3. Waffenungleichheit

Immer mitbedenken müssen Staatsanwälte und Richter in öffentlichen Statements das Amtsgeheimnis. „Wir würden uns oft gerne mehr erklären, aber dem sind Grenzen gesetzt“, sagt Lehmayer, die daran erinnert: Ermittlungsverfahren sind nicht öffentlich. Auch wenn Verteidiger mit Details an die Öffentlichkeit gehen und das Verfahren dadurch de facto öffentlich wird, dürfen Justizbeamte nicht entsprechend kontern.

Es entsteht eine Waffenungleichheit: Die eine Seite darf fast alles sagen, die andere fast nichts. Hinzu kommt der Medienerlass des Justizministeriums, der regelt, wie seine Behörden zu kommunizieren haben. 

Der Medienerlass müsse weiterentwickelt werden, sagt Uniprofessor Lukas – angesichts der Zunahme der „Litigation PR“. Immer mehr PR-Berater beschäftigen sich alleine damit, wie man einen Beschuldigten in der medialen Öffentlichkeit möglichst gut dastehen lässt.

Die Justiz hat auf diesen Trend reagiert und für die vier OLG-Sprengel plus die Wirtschafts- und Korruptionsstaatsanwaltschaft (WKStA) je einen Mediensprecher engagiert, der dezidiert nicht Jurist ist, sondern aus dem PR- bzw. Medienbereich kommt.

4. Feingefühl

Juristen scheint im Studium jegliche Emotion abtrainiert worden zu sein – so wirkt es zumindest in den Gerichtssälen und bei Medienstatements. Dass sich da viele Bürger nicht „abgeholt“ fühlen – gerade wenn so aufwühlende Urteile wie im Fall Anna fallen –, liegt auf der Hand. 

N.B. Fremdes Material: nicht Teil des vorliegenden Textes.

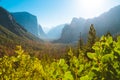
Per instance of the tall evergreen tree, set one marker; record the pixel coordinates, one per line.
(91, 37)
(80, 43)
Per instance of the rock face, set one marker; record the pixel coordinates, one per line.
(55, 33)
(28, 21)
(109, 21)
(8, 24)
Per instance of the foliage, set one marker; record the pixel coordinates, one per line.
(91, 37)
(103, 64)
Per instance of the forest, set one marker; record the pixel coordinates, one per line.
(96, 59)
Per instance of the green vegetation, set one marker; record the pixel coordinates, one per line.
(102, 64)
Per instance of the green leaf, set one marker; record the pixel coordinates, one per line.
(68, 76)
(91, 55)
(107, 58)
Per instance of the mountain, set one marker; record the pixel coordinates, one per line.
(29, 22)
(55, 33)
(108, 21)
(9, 23)
(13, 34)
(41, 33)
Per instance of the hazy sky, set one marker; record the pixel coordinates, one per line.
(54, 12)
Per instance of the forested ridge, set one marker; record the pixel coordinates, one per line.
(96, 59)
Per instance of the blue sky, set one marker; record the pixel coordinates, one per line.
(54, 12)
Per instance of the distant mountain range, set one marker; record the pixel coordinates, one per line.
(23, 24)
(55, 32)
(108, 21)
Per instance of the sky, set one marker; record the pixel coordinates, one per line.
(51, 13)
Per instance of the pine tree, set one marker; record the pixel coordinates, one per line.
(91, 37)
(80, 43)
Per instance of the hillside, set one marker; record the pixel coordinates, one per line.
(29, 22)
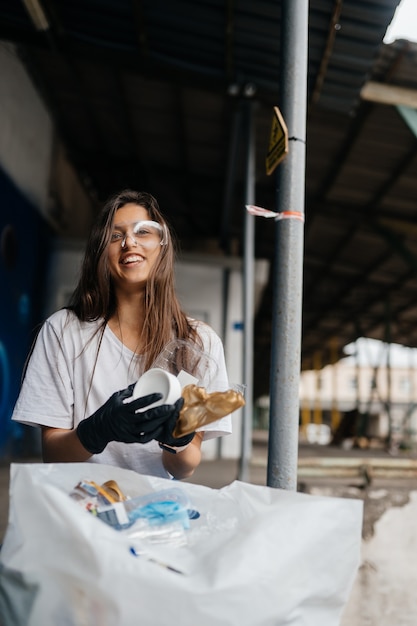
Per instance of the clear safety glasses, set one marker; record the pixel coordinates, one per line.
(146, 233)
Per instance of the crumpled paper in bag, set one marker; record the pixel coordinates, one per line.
(201, 408)
(257, 556)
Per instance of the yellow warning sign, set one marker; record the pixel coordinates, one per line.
(278, 142)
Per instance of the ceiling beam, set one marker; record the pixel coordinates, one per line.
(381, 93)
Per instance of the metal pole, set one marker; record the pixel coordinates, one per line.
(288, 262)
(248, 297)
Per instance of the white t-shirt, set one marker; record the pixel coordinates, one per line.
(58, 389)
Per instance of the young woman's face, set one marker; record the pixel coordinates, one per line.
(134, 247)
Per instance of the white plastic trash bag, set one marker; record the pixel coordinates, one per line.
(256, 556)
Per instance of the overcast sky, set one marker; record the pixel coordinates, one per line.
(404, 24)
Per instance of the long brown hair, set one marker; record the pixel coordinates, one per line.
(94, 296)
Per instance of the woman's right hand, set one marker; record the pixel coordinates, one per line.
(118, 420)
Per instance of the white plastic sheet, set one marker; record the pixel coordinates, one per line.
(257, 556)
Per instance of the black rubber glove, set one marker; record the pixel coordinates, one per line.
(118, 421)
(166, 438)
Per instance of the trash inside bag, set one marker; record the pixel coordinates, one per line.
(253, 556)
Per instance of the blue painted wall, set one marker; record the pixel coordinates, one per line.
(24, 246)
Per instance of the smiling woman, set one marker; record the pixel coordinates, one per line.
(88, 358)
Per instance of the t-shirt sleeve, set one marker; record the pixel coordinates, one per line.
(46, 395)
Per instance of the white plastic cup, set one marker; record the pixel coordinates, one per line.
(157, 380)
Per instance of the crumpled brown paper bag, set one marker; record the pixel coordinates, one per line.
(201, 408)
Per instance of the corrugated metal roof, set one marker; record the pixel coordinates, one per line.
(146, 94)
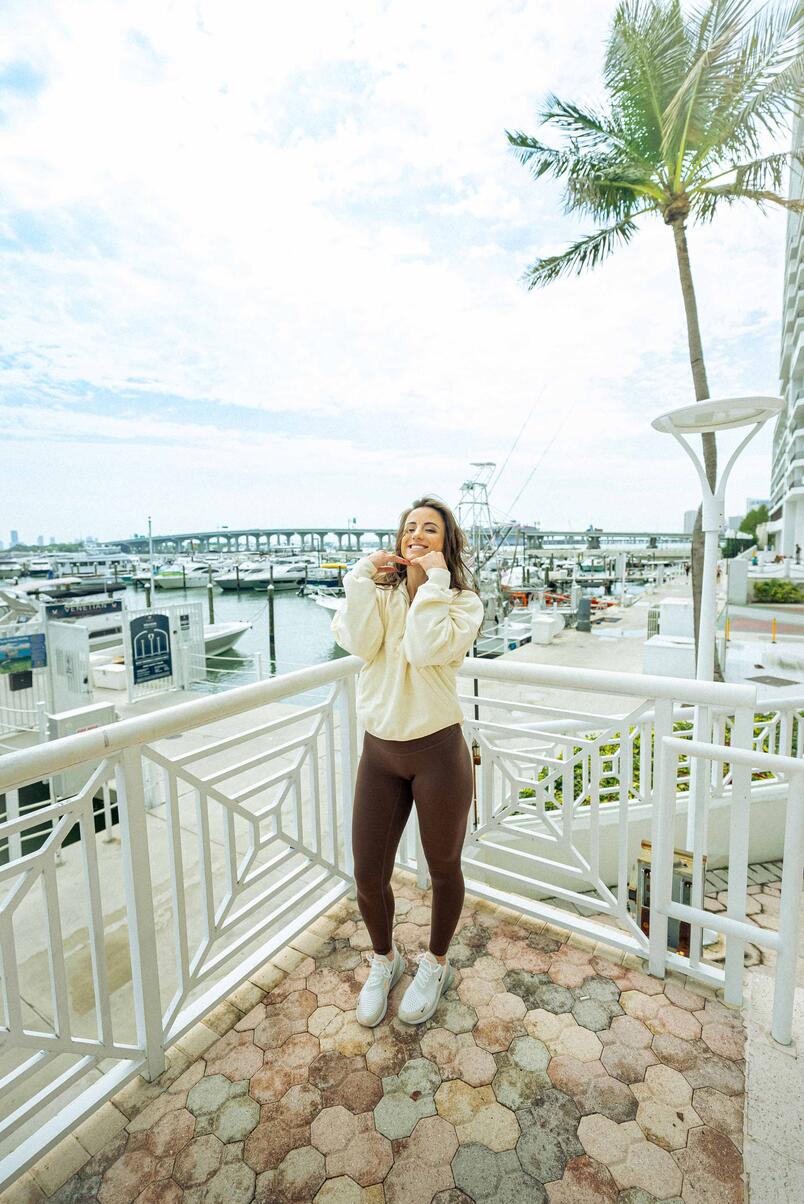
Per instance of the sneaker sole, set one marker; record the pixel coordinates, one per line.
(395, 978)
(445, 986)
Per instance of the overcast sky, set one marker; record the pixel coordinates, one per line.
(261, 264)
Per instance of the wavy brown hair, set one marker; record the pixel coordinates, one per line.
(454, 550)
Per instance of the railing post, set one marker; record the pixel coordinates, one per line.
(662, 834)
(781, 1027)
(348, 750)
(140, 904)
(738, 850)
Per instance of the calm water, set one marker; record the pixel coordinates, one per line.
(302, 630)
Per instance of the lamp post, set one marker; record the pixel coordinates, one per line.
(708, 417)
(702, 418)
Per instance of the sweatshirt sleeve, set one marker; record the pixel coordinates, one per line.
(441, 625)
(358, 623)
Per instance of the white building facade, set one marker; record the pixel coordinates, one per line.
(786, 506)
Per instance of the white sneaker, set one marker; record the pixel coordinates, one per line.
(383, 977)
(421, 998)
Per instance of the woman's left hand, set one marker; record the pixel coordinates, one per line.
(430, 560)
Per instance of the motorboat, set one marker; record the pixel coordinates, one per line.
(190, 574)
(104, 621)
(282, 574)
(40, 567)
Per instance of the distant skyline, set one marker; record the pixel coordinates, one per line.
(264, 270)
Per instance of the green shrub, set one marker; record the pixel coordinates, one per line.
(776, 591)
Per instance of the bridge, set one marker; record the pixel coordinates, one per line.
(265, 539)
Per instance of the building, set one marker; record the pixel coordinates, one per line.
(786, 505)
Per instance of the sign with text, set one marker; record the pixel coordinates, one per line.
(82, 609)
(151, 651)
(21, 654)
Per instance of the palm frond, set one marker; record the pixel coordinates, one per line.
(538, 158)
(646, 54)
(707, 201)
(758, 173)
(591, 130)
(767, 87)
(714, 34)
(585, 253)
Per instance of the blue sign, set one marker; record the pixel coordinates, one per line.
(82, 609)
(151, 653)
(21, 654)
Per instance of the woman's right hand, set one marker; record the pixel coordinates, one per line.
(385, 561)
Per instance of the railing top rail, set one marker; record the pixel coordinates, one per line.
(751, 757)
(604, 682)
(43, 760)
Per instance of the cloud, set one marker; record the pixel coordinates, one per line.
(317, 218)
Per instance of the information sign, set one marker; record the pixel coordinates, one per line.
(151, 651)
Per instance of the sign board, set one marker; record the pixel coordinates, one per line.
(151, 648)
(21, 654)
(82, 609)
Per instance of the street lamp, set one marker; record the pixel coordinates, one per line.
(703, 418)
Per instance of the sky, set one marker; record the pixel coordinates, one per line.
(262, 265)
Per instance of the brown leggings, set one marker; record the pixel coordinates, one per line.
(436, 773)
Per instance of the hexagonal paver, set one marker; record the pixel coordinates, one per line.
(585, 1181)
(231, 1184)
(538, 991)
(476, 1114)
(592, 1089)
(197, 1161)
(632, 1161)
(208, 1095)
(366, 1157)
(489, 1176)
(711, 1169)
(396, 1115)
(549, 1134)
(236, 1119)
(235, 1056)
(335, 1127)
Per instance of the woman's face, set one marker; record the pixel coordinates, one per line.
(424, 531)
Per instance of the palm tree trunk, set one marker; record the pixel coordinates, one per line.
(702, 393)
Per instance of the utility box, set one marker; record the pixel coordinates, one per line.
(678, 931)
(70, 723)
(738, 582)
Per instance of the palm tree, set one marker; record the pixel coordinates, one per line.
(692, 102)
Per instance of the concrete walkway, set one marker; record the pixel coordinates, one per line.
(553, 1070)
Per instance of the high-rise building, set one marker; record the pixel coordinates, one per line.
(786, 505)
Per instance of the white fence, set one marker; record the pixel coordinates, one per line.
(234, 836)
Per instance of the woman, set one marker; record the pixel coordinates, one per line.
(412, 614)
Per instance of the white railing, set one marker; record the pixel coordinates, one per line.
(733, 925)
(235, 834)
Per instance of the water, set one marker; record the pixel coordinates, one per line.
(302, 630)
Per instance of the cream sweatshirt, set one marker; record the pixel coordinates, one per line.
(412, 650)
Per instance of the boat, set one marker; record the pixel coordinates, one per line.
(105, 623)
(282, 574)
(189, 574)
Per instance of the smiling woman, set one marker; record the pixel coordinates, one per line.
(413, 617)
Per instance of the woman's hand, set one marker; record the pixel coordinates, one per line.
(385, 561)
(430, 560)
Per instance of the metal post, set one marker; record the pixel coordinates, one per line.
(151, 556)
(140, 906)
(272, 639)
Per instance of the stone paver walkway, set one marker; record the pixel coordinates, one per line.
(554, 1072)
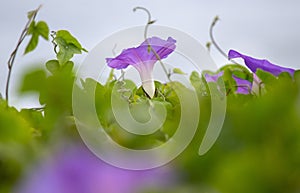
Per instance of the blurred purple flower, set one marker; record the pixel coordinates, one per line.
(243, 86)
(77, 170)
(143, 59)
(254, 64)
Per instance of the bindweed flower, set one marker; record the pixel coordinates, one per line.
(76, 170)
(143, 59)
(243, 86)
(253, 64)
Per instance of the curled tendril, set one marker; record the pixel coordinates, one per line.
(53, 34)
(149, 22)
(213, 41)
(12, 57)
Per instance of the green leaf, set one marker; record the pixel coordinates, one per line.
(53, 66)
(34, 81)
(43, 29)
(178, 71)
(36, 30)
(68, 46)
(32, 44)
(68, 38)
(230, 83)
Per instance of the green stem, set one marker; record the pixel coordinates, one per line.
(149, 22)
(213, 41)
(11, 60)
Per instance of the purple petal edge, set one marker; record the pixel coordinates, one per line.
(253, 64)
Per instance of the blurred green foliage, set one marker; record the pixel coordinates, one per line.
(258, 149)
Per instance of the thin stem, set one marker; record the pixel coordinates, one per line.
(149, 22)
(11, 60)
(213, 41)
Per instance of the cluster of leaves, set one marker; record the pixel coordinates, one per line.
(258, 150)
(24, 134)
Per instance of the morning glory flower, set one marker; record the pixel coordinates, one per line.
(243, 86)
(143, 59)
(76, 170)
(253, 64)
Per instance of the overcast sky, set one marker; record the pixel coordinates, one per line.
(263, 29)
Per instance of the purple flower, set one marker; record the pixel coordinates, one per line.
(243, 86)
(143, 59)
(254, 64)
(213, 77)
(76, 170)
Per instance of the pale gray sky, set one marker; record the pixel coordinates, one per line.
(264, 29)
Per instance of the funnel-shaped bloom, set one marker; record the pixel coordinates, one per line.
(254, 64)
(143, 59)
(243, 86)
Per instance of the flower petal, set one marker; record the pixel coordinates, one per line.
(243, 86)
(141, 55)
(214, 77)
(254, 64)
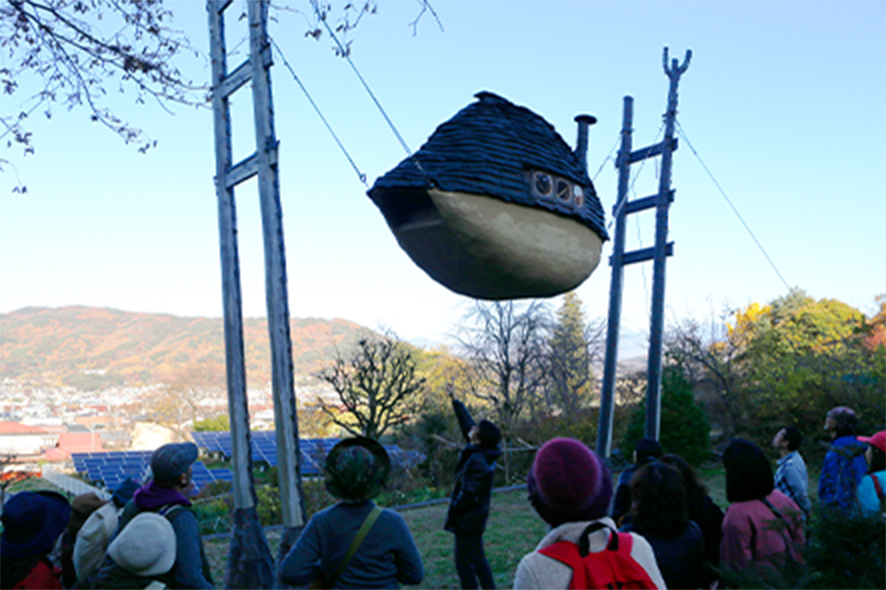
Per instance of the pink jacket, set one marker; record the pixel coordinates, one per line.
(753, 534)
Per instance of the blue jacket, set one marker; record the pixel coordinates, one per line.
(386, 558)
(843, 468)
(474, 474)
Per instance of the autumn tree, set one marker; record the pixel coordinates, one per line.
(377, 386)
(572, 345)
(505, 346)
(790, 360)
(80, 52)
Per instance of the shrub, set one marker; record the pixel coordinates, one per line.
(684, 427)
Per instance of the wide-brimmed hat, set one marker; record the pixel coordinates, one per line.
(568, 482)
(32, 523)
(357, 469)
(878, 440)
(145, 546)
(171, 460)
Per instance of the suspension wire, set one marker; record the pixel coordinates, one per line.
(606, 159)
(346, 54)
(341, 146)
(682, 133)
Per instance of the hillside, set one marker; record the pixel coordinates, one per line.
(92, 348)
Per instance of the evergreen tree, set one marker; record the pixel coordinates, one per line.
(571, 379)
(685, 429)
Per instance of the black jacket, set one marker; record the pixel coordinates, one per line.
(469, 504)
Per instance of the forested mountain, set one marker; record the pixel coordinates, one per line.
(92, 348)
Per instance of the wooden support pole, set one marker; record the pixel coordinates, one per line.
(653, 373)
(607, 391)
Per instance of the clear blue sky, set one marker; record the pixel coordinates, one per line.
(784, 101)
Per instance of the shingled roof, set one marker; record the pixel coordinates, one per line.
(488, 148)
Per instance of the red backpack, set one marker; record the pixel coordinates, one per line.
(611, 568)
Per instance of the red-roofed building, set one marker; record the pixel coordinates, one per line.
(74, 442)
(20, 440)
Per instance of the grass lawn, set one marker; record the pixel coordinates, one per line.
(514, 529)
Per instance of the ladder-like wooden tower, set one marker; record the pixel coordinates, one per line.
(250, 564)
(658, 254)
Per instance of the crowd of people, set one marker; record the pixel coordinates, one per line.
(656, 528)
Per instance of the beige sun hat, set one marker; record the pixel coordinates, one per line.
(146, 546)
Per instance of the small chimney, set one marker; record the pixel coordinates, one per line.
(581, 147)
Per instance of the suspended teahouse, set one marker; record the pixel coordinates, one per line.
(496, 205)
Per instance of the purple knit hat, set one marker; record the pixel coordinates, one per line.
(568, 482)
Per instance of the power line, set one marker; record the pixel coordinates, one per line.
(344, 150)
(729, 201)
(346, 54)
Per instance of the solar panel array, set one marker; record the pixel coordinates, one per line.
(313, 451)
(113, 467)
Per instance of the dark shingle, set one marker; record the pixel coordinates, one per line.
(487, 149)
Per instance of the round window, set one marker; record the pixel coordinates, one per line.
(578, 196)
(564, 191)
(542, 183)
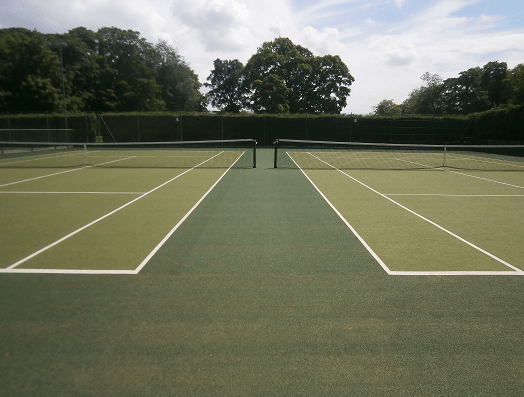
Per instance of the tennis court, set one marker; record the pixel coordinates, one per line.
(280, 281)
(102, 209)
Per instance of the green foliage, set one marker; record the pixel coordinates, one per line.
(514, 86)
(296, 80)
(228, 91)
(387, 108)
(107, 70)
(473, 91)
(29, 73)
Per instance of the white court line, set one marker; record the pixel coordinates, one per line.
(362, 241)
(101, 218)
(155, 250)
(454, 195)
(34, 158)
(63, 172)
(133, 193)
(516, 270)
(489, 180)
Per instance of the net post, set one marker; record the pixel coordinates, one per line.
(275, 158)
(254, 153)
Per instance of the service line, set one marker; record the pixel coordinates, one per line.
(517, 271)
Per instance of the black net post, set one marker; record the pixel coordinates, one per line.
(276, 150)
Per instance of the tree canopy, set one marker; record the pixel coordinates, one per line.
(111, 69)
(475, 90)
(281, 77)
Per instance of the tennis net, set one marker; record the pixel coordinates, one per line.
(349, 155)
(239, 153)
(37, 135)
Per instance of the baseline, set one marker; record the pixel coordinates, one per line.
(516, 271)
(27, 258)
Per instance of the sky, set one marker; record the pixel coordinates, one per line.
(386, 44)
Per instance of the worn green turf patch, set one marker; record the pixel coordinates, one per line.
(404, 241)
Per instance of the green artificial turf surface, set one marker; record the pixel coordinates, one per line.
(262, 291)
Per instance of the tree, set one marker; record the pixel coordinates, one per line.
(271, 94)
(492, 81)
(133, 58)
(228, 91)
(312, 84)
(30, 77)
(387, 108)
(514, 83)
(180, 85)
(464, 94)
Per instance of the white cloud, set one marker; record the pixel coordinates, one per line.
(394, 51)
(399, 3)
(325, 41)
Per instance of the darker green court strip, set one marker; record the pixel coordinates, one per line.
(263, 220)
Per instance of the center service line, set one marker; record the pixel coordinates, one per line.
(104, 216)
(425, 219)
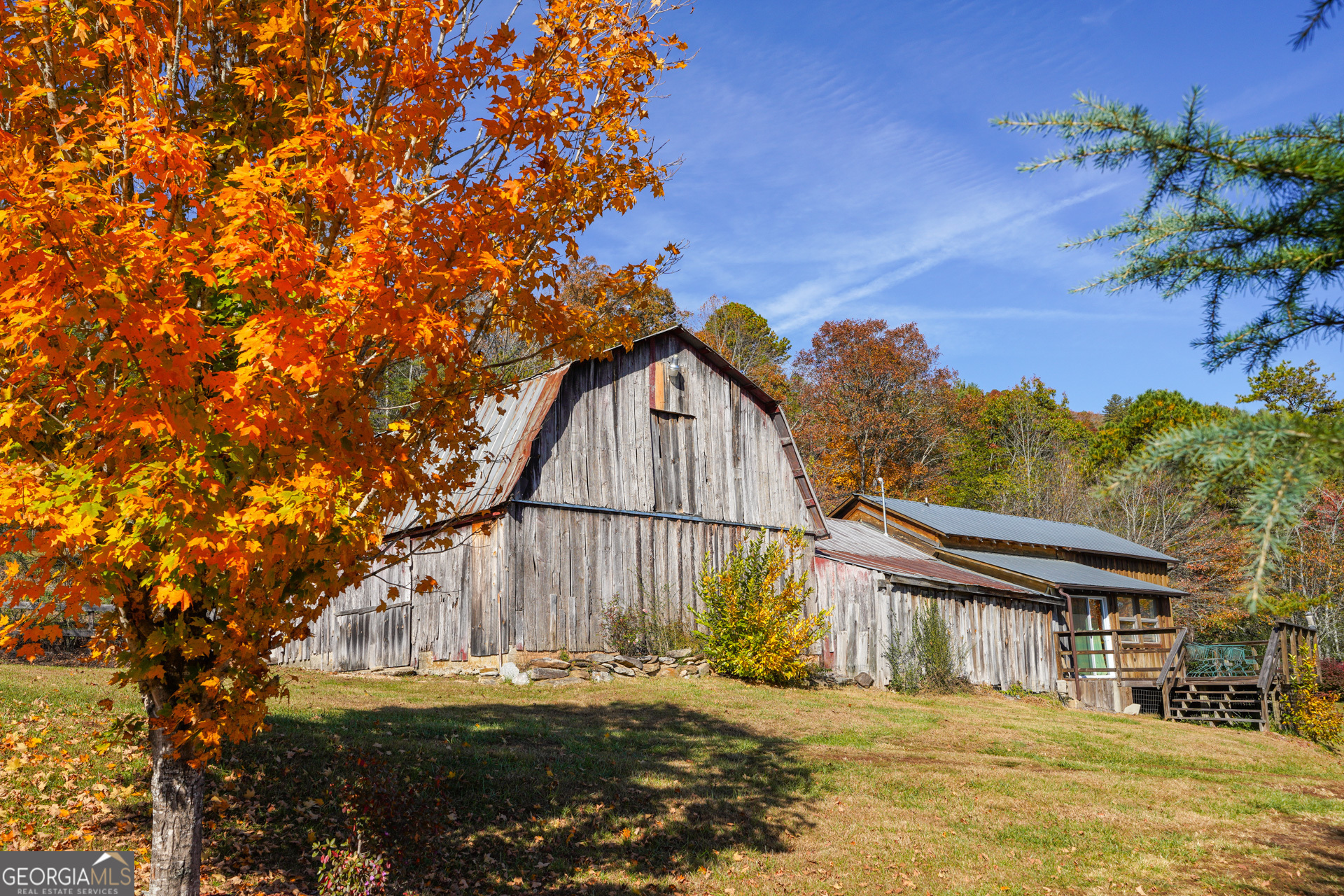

Mitunter mangelt es auch an Feingefühl: Eine Richterin in einem früheren Prozess wegen Vergewaltigung im Fall Anna sagte beispielsweise, dass Frauen manchmal „Nein“ sagen, sich dann aber durch Zärtlichkeiten umstimmen lassen.

Ein Satz, der rechtlich auf den Sachverhalt zugetroffen haben mag, gesellschaftlich aber inakzeptabel ist – das hat der nachfolgende „Wertungsexzess“ (Juristendeutsch für: Shitstorm) deutlich gemacht.

5. Recht vs. Gerechtigkeit

Dass zehn Burschen ein damals zwölfjähriges Mädchen für Sex ausgenutzt haben, wird moralisch als verwerflich angesehen. Strafrechtlich ließ sich aber nicht nachweisen, dass sie genötigt oder in ihrer Selbstbestimmung verletzt wurde, deshalb kam es im Fall Anna zu den Freisprüchen.

„Wir urteilen auf Basis von Gesetzen, nicht nach Stimmung, Schlagzeilen und Erwartungen“, sagt OLG-Präsidentin Lehmayer zur öffentlichen Empörung.

Strafrechtler Kert unterstreicht, dass Richter nicht nach Willkür entscheiden, und gibt zu bedenken: Genauso unerträglich, wie sich die (nicht rechtskräftigen!) Freisprüche anfühlen mögen, wäre es, wenn jemand eingesperrt wird, der unschuldig ist.